Bingung. Itu yang saya alami di awal-awal nonton. Salah saya sendiri sih, melewatkan film seri The Maze Runner sebelumnya. Begitu memasuki menit-menit awal saat adegan kejar-kejaran kereta dan mobil yang melibatkan beberapa tokoh utama otak saya malah sibuk menganalisa. Tapi ya udah lah, saya mencoba mengalir aja mengikuti alir cerita sampai saya paham kalau Thomas (Dylan O' Brien), Frypan dan Newt sedang mencari Minho (Ki Hong Lee) yang juga diburu kelompok WCKD untuk mendapatkan serum yang disebut flare. Flare ini diperkirakan ada dalam tubuh Minho. Awalnya Thomas dan teman-temannya mengira Minho ada diantara anak-anak yang tertahan dalam gerbong kereta yang sama-sama diincar juga oleh WCKD.

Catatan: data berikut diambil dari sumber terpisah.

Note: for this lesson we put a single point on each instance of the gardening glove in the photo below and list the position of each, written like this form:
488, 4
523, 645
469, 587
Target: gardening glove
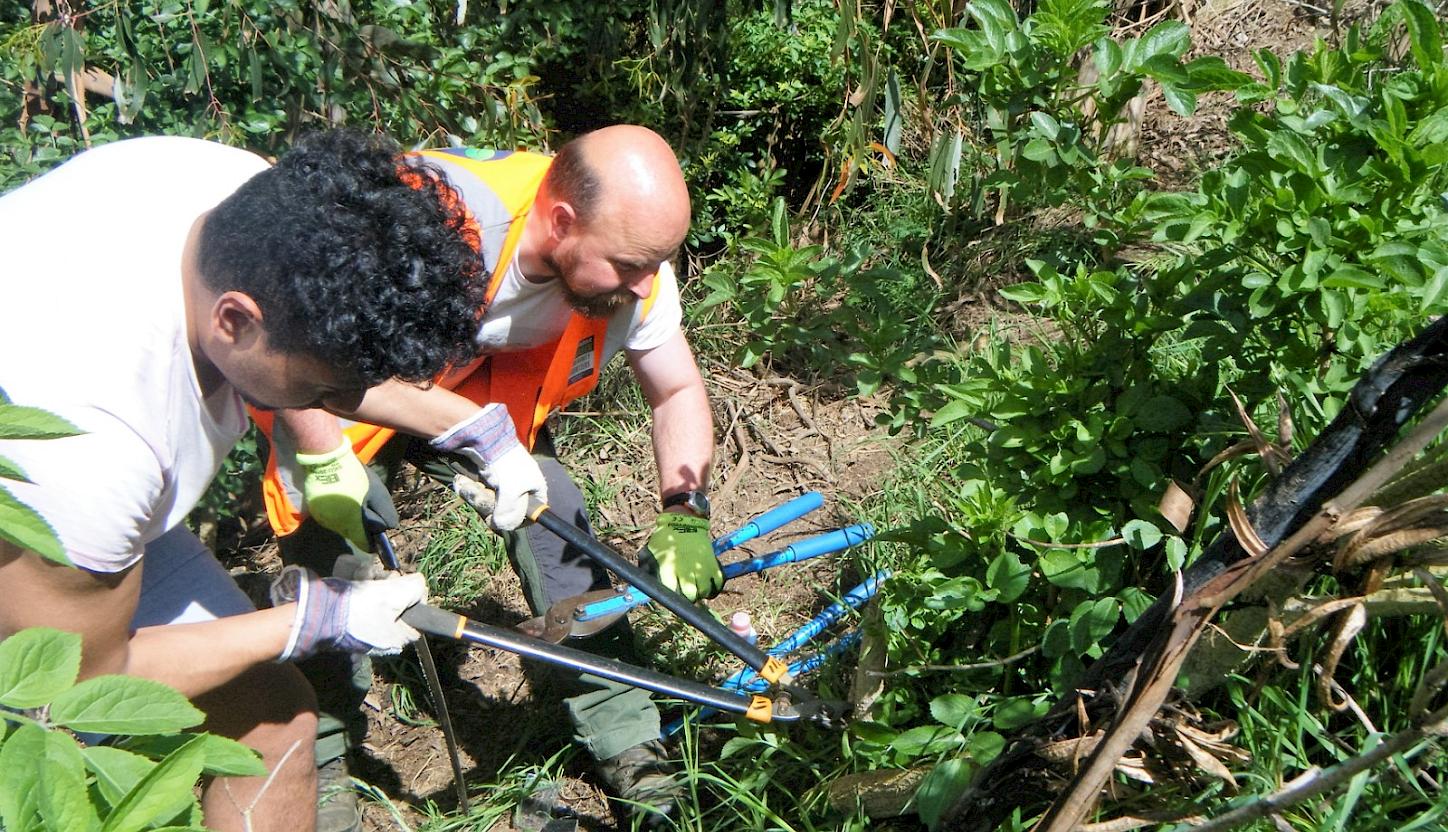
490, 442
348, 615
682, 556
333, 489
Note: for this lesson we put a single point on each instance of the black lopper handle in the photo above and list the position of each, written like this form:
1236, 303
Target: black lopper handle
649, 585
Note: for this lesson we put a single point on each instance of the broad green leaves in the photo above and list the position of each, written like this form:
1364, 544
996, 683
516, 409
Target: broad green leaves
19, 523
48, 782
36, 666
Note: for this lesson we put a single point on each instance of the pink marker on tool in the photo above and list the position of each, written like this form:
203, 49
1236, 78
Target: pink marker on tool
743, 627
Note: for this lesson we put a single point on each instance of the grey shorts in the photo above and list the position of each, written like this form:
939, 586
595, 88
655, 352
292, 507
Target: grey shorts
181, 582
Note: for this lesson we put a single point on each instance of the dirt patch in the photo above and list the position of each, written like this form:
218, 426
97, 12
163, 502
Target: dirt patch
1179, 148
778, 439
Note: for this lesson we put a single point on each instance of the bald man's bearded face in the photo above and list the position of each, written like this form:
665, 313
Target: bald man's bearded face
591, 306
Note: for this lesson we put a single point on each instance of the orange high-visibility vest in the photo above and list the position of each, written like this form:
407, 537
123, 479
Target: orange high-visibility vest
498, 190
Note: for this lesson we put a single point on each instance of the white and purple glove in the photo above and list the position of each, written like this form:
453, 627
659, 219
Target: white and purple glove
348, 615
491, 443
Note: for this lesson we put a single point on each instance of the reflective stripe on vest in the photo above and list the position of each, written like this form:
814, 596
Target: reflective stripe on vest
533, 382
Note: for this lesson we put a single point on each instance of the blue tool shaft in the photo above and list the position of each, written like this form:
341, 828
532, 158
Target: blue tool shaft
846, 641
807, 663
769, 521
827, 543
804, 550
815, 625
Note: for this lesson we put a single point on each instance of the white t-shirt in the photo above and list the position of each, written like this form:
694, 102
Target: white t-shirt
93, 329
524, 314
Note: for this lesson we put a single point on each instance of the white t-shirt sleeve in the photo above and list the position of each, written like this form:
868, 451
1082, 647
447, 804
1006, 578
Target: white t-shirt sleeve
97, 491
663, 319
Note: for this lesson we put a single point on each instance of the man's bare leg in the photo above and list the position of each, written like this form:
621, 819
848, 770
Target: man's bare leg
274, 711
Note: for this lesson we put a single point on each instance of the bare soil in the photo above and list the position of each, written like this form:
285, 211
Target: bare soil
776, 439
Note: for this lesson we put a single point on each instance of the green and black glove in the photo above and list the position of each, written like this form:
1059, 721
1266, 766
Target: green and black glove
682, 556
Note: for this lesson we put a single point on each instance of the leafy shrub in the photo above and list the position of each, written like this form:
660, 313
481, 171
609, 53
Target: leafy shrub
144, 779
19, 523
1043, 130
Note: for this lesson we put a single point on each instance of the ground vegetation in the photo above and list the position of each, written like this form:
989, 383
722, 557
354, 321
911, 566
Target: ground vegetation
1050, 293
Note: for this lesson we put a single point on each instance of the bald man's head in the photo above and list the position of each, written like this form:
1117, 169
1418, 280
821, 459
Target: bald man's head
611, 207
623, 170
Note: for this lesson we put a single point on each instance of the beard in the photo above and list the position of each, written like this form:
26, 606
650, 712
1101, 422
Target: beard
597, 306
588, 306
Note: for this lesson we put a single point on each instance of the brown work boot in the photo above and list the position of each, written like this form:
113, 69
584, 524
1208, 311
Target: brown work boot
338, 808
646, 779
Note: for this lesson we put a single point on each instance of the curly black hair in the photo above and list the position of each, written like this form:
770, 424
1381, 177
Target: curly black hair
355, 255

Menyaksikan film ini di studio 4DX CGV Paris Van Java serasa memacu level adrenalin saya naik beberapa strip. Ikutan cape kayak yang dialami tokoh-tokoh di film ini, lumayan menyisihkan kebingungan saya di awal-awal tadi. Sejak awal, penonton sudah diajak ikut merasakan pesawat bermanuver di udara atau ketika mobil yang ditumpangi Thomas dan teman-temannya memacu mobilnya mengejar kereta, kursi yang saya duduki ikut bergerak menyesuaikan. Sedap-sedap ngeri lah. Yang paling sebel ketika di beberapa scene seperti ketika terjadi ledakan ada aroma yang ikut menguar di dalam bioskop. Saya buru-buru menarik ujung hijab buat menutup hidung.
Baca juga: Serunya Nonton Film Along With The Gods di 4DX CGV Paris van Java
Lanjut, ya.
Thomas kalah cepat. Minho lebih dulu ditemukan oleh WCKD. Darah Minho diambil untuk proyek pembuatan serum flare untuk mengobati mereka yang sudah bermutasi menjadi crank, semacam zombie. Indikasi yang jelas terlihat adalah ketika di wajah dan tangaan muncul semacam urat varises yang luas, berwarna gelap dan menonjol, perlahan-lahan mengubah wajah yang tadinya cantik atau tampan jadi tampak mengerikan. Belum lagi kesakitan yang dirasakan oleh para crank ini.
Film yang diadaptasi dari novel berjudul sama, ditulis oleh James Dashner pada tahun 2009 bergenre fiksi ilmiah distopia yang menceritakan kondisi masyarakat yang kondisinya buruk. Mengerikan, tertekan jauh dari kondisi ideal atau minimal tidak lebih baik dari yang kita alami.
Pernah dengar istilah utopia, kan? Kedua kata ini adalah istilah yang berlawanan di mana utopia adalah kondisi kehidupan yang sangat ideal dan indah. Kedua kondisi yang berlawanan ini juga digambarkan dalam film ini di mana para crank hidup di sudut kota yang suram dan kumuh dengan kondisi fisik seakan-akan menghitung waktu dijemput malaikat maut. Sementara di sudut kota lain, ada Teresa (Kaya Scodelario). Gadis yang juga disukai oleh Thomas ini membelot bergabung dengan WCKD. Ia tinggal di sebuah laboratorium dengan pengamanan yang ketat, steril dan menjanjikan harapan kesembuhan yang tinggi, walau masih samar.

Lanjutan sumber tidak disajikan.